Asegurar una y otra vez, en tono campanudo, que algo va a suceder, es un alarde al alcance de cualquiera. Conseguirlo ya es otra cosa. Y arrostrar los peajes que demanda el empeño, la piedra de toque donde quedan acreditados, o no, la seriedad y el compromiso de quien así anuncia, promete o amenaza.
Esta semana ha quedado al descubierto la frivolidad extrema de alguno que hasta ahora exhortaba a sus conciudadanos catalanes a sumarse a una aventura redentora y supuestamente condenada al éxito. Cuando ha llegado el momento de retratarse y arriesgarse a asumir los costes eventuales de echarla a rodar, la voluntad ha flaqueado y se ha desencadenado un cómico juego de la pajita más corta para ver quién se comía el marrón. Más de un abogado de Barcelona ha tenido que ilustrar a sus cuitados clientes, presuntos próceres de la independencia inexorable, sobre las responsabilidades pecuniarias que podrían afrontar en el caso de que el proceso emancipador se despeñase y un pérfido juez español les pasara la factura de los gastos en que hubiera incurrido la Generalitat en el camino hacia el precipicio. Los anima, salta a la vista, una fe inquebrantable en la victoria.
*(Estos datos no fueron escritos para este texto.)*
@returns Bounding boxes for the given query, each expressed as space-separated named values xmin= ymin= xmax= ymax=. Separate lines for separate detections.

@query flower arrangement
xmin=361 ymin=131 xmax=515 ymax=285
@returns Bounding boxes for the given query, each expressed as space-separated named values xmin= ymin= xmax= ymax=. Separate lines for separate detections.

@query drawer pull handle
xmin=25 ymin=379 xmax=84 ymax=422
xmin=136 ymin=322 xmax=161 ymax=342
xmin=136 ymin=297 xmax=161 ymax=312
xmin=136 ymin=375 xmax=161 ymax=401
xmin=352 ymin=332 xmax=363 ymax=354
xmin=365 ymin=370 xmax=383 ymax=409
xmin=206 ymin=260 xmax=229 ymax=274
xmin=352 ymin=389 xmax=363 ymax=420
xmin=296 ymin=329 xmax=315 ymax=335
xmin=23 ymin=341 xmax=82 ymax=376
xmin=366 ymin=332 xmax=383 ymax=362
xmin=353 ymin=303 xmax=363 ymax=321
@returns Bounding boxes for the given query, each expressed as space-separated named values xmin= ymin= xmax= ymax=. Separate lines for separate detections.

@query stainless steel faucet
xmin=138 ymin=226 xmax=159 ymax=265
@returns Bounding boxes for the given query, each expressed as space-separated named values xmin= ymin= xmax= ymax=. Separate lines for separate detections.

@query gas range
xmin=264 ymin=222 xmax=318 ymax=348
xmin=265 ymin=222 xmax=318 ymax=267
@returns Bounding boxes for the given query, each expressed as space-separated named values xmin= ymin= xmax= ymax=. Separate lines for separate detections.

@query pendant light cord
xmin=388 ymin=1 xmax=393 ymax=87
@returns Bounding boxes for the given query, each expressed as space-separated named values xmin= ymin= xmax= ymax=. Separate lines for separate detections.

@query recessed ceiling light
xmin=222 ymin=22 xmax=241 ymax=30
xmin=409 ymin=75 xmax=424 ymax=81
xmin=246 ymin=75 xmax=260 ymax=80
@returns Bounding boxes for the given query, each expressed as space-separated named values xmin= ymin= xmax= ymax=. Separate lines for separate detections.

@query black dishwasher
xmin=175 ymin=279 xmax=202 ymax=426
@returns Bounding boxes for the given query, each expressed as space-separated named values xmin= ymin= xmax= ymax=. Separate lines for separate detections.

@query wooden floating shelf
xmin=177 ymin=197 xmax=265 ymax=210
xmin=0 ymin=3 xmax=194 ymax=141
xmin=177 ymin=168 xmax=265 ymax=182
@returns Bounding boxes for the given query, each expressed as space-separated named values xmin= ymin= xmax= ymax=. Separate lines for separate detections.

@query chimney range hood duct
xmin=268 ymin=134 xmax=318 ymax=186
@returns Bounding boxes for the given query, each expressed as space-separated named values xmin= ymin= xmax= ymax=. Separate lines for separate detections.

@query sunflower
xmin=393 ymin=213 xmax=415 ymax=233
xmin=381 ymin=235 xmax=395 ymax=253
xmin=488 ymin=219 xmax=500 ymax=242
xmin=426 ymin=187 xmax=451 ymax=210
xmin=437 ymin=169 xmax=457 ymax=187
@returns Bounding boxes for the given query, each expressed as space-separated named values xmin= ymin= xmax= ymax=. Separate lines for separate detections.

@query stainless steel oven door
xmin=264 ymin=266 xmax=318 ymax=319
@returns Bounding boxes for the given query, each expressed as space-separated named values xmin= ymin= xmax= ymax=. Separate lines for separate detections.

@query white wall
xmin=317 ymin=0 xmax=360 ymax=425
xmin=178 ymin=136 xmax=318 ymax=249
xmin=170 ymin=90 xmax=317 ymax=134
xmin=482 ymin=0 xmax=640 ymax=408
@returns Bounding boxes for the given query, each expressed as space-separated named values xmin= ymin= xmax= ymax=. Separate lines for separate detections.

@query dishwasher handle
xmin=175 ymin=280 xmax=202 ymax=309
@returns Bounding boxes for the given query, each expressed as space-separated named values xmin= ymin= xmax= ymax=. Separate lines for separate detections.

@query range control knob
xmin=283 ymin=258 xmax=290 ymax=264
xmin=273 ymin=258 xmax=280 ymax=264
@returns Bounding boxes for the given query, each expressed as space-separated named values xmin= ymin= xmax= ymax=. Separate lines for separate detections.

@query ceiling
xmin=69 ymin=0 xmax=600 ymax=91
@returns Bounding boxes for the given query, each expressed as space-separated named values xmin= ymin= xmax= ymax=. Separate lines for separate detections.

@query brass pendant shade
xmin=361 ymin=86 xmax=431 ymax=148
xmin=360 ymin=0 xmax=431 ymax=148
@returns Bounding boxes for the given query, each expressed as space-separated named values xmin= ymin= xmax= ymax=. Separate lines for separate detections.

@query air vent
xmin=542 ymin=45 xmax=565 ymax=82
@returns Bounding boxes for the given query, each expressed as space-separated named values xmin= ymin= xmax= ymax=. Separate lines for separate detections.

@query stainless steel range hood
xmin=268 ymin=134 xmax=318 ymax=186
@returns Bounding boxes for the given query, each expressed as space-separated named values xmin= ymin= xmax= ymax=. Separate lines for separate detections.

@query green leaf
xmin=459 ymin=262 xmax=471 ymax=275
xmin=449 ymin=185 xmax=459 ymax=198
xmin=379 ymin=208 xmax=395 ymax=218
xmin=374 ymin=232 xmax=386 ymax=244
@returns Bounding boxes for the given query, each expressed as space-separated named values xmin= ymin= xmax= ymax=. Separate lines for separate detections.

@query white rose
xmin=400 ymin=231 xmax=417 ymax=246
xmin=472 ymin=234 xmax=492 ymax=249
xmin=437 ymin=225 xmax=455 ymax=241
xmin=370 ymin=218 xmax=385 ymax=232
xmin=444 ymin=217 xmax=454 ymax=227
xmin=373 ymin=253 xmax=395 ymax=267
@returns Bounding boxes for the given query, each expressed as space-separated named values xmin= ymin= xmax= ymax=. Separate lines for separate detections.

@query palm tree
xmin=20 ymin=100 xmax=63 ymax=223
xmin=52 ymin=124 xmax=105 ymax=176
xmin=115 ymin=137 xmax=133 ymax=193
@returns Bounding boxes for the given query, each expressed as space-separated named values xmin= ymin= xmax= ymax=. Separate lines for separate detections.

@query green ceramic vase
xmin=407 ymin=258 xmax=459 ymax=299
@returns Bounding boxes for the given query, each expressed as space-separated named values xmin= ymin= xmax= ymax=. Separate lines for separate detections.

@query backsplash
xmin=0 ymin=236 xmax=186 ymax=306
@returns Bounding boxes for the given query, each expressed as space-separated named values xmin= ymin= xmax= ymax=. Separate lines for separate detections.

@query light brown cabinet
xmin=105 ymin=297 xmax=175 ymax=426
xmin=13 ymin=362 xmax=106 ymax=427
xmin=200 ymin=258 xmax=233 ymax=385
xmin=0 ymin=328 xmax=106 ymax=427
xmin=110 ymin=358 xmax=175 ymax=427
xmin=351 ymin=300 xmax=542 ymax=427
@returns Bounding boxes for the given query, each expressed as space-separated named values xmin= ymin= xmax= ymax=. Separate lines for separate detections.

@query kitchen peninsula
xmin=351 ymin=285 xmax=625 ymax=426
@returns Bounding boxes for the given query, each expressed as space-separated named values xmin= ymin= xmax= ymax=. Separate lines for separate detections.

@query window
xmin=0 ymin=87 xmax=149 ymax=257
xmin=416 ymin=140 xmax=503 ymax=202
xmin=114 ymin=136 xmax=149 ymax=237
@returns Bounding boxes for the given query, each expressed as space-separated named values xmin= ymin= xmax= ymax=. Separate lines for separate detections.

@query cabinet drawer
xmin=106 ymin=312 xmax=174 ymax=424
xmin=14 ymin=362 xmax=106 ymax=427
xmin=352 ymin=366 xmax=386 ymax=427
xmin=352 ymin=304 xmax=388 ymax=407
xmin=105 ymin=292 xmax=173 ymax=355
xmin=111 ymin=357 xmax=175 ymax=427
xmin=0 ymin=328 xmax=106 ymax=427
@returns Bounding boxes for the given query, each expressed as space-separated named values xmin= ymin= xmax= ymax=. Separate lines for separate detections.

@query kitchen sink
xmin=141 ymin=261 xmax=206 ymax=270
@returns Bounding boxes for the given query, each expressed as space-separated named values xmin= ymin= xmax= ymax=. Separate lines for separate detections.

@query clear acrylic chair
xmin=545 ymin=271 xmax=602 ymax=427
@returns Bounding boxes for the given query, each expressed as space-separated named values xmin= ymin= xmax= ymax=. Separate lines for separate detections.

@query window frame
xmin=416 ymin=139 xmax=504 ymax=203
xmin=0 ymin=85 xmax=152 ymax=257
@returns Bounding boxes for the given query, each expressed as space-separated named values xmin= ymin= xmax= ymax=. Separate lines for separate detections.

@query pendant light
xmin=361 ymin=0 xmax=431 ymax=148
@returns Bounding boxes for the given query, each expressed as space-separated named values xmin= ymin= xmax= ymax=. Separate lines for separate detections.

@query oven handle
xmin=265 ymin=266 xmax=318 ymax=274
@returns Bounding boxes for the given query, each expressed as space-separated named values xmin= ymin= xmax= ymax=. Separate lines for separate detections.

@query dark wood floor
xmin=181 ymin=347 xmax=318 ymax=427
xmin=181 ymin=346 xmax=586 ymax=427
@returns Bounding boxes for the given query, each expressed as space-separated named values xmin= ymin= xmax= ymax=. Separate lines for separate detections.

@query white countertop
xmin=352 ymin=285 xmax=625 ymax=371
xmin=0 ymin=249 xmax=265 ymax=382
La crisis así abierta en el ejecutivo independentista, tan manifiesta y aparatosa que no sólo nadie ha osado negarla, sino que ha desembocado en una remodelación del gabinete, es la primera señal de alarma sobre la verosimilitud de un relato que hasta ahora mismo ha galvanizado a muchas personas. Cabe preguntarse qué sentirán muchas de ellas, con toda su fe, y toda su esperanza invertidas en el empeño de desgajarse de España, al ver cómo quienes los guiaban y espoleaban siguen teniendo tan presentes, a la hora de exponer su hacienda particular, las leyes españolas y las consecuencias que de su incumplimiento se derivan. Y cabe preguntarse, también, cómo se hace para enardecer a la gente, a tus conciudadanos, sobre una convicción tan exigua acerca del desenlace que se proclama inevitable.
La respuesta del president, a través del cambio de consellers, parece orientada a reparar el bochorno, a tapar el pánico desatado por la vía de agua abierta en el Titanic independentista con una orquesta de incondicionales que toquen con entrega y hasta el final la melodía de la tierra prometida. Le honra esa perseverancia, aunque quizá le honraría más firmar de una vez algún papel en el que quede plasmada la voluntad real de hacer eso que ya ha preanunciado de quinientas maneras, con pompa y sin ella, bajo los focos del escenario y entre bambalinas.
Llegó la hora de la verdad. Y si no se le ocurre nada más, que parece que no, toca empezar a pagar el precio de engolosinar a tantas personas con lo que no se es capaz de traerles.